Fleisch und Ethik: Dürfen wir Tiere töten?

Oder: Wie die Philosophie den Unterschied zwischen Töten und Quälen macht.

Wird gerne ausgeblendet: Die Realtät im Schlachthaus Bild: dpa

Haben Tiere ein moralisches Recht auf Leben, das wir nicht verletzen dürfen? Ein solches Recht schreibt man gewöhnlich den Wesen zu, die sprechen, reflektieren und Pläne für ihr zukünftiges Leben entwerfen können. Das können die meisten Tiere nicht. Darum lehnt der Tierschützer und Philosoph Peter Singer nur das Töten solcher Tiere grundsätzlich ab, die Selbstbewusstsein und Zeitbewusstsein haben.

Wie die Naturforscher zeigen, gibt es das nur bei wenigen besonders hoch entwickelten Spezies, insbesondere bei Primaten und Delphinen. Doch ein lange zurückreichendes Gedächtnis und daher eine Art Zeitbewusstsein haben auch die Säugetiere und Vögel. Dann könnte man das Tötungsverbot auch auf sie ausdehnen. Ob das eine zwingende Überlegung ist, ist in der Moralphilosophie strittig. Aber es gibt einen gewissen motivationalen Widerspruch: Zu einer positiven Einstellung zu Tieren passt es nicht, wenn man sie tötet.

Sehr viel eindeutiger ist die Moralphilosophie beim „Leiden“. Dass man auf Tiere als leidensfähige Wesen Rücksicht nehmen muss, ist in unserer Alltagsmoral ebenso wie im Recht enthalten. Wenn man fragt, was überhaupt Moral ist, lautet die naheliegende Antwort: Moral besteht in altruistischem Verhalten, in der Rücksicht auf die anderen. Man darf anderen kein Leiden zufügen, nichts, was ihr Wohlbefinden verletzt oder gar unmöglich macht wie Schmerzen, Angst oder Freiheitsberaubung.

Dieses Grundprinzip versteht man seit der Aufklärung als universal: Wenn man nicht mehr an Vorurteile glaubt, mit denen man bestimmte Gruppen als minderwertig ausschließt, muss man es (wenn man konsequent ist), so weit ausdehnen, wie Wesen durch unser Handeln Leiden erfahren können. Einem Auto macht es nichts aus, wenn wir es treten, einem Hund schon. Descartes (1596 – 1650) hat angenommen, Tiere seien wie Automaten. Heute ist es durch die Ergebnisse der Biologie unabweisbar, dass die meisten Tiere leidensfähig sind.
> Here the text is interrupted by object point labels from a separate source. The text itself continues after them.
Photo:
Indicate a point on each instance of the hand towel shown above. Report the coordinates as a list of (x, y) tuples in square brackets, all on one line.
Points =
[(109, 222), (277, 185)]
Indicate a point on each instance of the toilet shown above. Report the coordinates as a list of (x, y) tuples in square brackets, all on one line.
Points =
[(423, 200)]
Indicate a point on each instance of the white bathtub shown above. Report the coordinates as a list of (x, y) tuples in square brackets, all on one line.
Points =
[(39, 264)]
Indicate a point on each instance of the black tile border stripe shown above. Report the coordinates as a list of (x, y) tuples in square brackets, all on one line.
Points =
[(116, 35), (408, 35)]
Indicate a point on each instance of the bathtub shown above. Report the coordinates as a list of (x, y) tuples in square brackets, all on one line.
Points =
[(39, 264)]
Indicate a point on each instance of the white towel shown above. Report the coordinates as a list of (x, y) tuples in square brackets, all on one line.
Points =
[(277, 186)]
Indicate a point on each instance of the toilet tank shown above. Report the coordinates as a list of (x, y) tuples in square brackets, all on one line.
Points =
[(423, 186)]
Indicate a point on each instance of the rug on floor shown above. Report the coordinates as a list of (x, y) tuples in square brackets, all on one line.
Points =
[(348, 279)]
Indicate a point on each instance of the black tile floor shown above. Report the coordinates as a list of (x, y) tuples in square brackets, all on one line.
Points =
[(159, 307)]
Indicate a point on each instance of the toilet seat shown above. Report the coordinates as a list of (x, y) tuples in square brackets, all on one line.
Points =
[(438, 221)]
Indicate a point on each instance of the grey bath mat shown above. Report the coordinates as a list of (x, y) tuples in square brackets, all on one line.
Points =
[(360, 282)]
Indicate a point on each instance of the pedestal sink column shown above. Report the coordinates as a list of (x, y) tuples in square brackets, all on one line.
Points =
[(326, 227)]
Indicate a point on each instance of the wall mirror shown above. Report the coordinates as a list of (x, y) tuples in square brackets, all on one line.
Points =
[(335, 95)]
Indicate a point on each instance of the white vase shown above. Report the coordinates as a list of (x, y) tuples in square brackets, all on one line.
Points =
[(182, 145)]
Auch Tiere aus alternativer Haltung leiden

Es gibt zwar sehr einfache Tierarten, die kein Nervensystem haben, da mag Leidensfähigkeit nicht gegeben sein. Aber die Tiere, die wir in der Massentierhaltung und in Tierversuchen in großer Zahl quälen, sind fast alle hoch entwickelte Säugetiere und Vögel, an deren Leidensfähigkeit kein Zweifel ist. Auch wenn es gegen das Töten und Essen von Tieren keine eindeutigen moralischen Argumente gibt, muss man sich klarmachen, dass die Tiere davor in der industriellen Haltung ein leidvolles Leben haben.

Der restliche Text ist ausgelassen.